What are you giving up? What is the opportunity cost?
Have a think about this yourself. Think about what is missing in the present, but also think about the long term. The odds are stacked against you, what if Plan A doesn’t work, what will the future look like? Will your partner want a family, to travel, to have pets? Will you want to be renting for the rest of your life? Or will you be comfortable living alone? Are you willing to sacrifice your partner for your art because they want children and you can’t afford too, because you’re following your bliss? These are some good points to start with.

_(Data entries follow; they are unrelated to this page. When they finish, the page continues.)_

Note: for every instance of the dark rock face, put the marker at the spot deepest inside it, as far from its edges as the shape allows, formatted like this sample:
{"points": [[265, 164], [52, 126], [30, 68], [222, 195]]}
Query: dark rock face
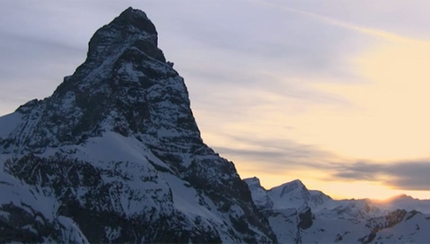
{"points": [[116, 153]]}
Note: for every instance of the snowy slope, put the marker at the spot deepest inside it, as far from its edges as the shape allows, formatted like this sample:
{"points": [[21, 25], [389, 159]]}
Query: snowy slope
{"points": [[299, 215], [115, 155]]}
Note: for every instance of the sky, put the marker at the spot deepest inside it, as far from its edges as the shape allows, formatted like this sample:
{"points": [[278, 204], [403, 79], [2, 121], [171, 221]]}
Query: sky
{"points": [[332, 92]]}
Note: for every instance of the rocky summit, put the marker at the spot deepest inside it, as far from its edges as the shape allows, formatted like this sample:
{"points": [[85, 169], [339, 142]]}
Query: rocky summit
{"points": [[114, 155]]}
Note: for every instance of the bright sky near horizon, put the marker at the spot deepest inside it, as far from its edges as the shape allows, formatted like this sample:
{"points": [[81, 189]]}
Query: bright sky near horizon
{"points": [[332, 92]]}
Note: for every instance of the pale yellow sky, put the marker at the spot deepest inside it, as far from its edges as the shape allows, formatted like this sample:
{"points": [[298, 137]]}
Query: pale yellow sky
{"points": [[286, 90], [386, 122]]}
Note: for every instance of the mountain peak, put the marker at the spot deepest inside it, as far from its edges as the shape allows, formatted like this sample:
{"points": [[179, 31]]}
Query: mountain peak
{"points": [[136, 18]]}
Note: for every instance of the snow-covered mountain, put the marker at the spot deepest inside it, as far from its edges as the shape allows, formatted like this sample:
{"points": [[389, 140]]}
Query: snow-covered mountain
{"points": [[299, 215], [115, 155]]}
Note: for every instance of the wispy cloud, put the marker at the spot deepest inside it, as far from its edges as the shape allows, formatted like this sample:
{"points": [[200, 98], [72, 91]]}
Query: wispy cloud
{"points": [[403, 175], [361, 29]]}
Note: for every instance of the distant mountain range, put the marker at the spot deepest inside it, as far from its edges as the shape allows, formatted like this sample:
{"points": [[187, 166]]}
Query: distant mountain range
{"points": [[115, 155]]}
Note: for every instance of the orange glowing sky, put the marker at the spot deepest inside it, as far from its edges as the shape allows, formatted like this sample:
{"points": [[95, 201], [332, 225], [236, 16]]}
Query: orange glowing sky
{"points": [[334, 94]]}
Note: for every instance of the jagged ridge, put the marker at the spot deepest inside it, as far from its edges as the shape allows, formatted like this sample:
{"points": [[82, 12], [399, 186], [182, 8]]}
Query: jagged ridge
{"points": [[116, 153]]}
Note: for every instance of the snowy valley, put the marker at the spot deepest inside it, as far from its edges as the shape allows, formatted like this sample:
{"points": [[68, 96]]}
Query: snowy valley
{"points": [[115, 155]]}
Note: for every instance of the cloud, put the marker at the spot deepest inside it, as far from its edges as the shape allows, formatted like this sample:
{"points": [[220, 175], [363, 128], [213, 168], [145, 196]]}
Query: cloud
{"points": [[402, 175]]}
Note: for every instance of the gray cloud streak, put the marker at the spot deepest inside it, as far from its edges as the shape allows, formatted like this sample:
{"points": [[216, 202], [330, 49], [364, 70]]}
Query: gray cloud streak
{"points": [[403, 175]]}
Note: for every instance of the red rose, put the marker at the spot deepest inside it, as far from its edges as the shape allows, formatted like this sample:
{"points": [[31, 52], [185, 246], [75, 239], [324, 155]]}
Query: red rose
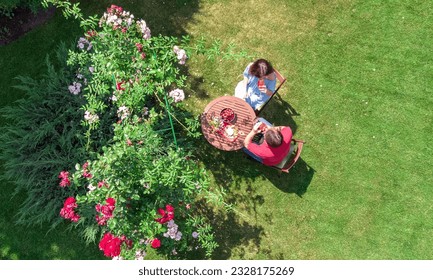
{"points": [[167, 215], [110, 201], [110, 245], [155, 243]]}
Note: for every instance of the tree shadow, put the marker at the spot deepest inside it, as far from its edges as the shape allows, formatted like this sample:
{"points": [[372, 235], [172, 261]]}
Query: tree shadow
{"points": [[280, 112], [238, 175], [296, 181]]}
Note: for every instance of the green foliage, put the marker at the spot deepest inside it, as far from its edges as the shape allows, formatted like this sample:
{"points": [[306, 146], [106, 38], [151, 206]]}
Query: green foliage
{"points": [[42, 136], [130, 83]]}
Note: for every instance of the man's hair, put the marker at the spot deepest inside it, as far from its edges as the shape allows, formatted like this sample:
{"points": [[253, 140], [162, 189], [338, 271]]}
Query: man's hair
{"points": [[261, 67], [273, 137]]}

The hard truth is there is no such thing as a calling; its what you are willing to hear, and perhaps what your “id” needs to feed on. Purpose changes, none more so than for the account written by Victor Frankl, a holocaust survivor, a doctor whose bliss was taken from his hands, in which he had to forge a new one, to survive. He summarised it is not what we demand or are entitled to from life, its what life demands of us. In this book he constantly referenced Nietzsche, “If you have a why, you can endure almost any how.” God forbid, if you were ever to be in a similar situation, would the calling of being an actor get you through? Is the purpose strong enough to endure real hardship? If the motivation is not strong enough I’d suggest to take time to really find the individual self. I also suggest reading the book to see what got these men and women through such atrocity.
So, to the artists reading this, the ones that go on to tackle the new problems of the 21st century, I salute you, because you’ve endured. And too those that change tack, I salute you because it takes courage to go into the unknown and give up everything your identity is built on and yet the spontaneity that arises to opening your eyes, will fill you with an inspiration you may never have dreamed of.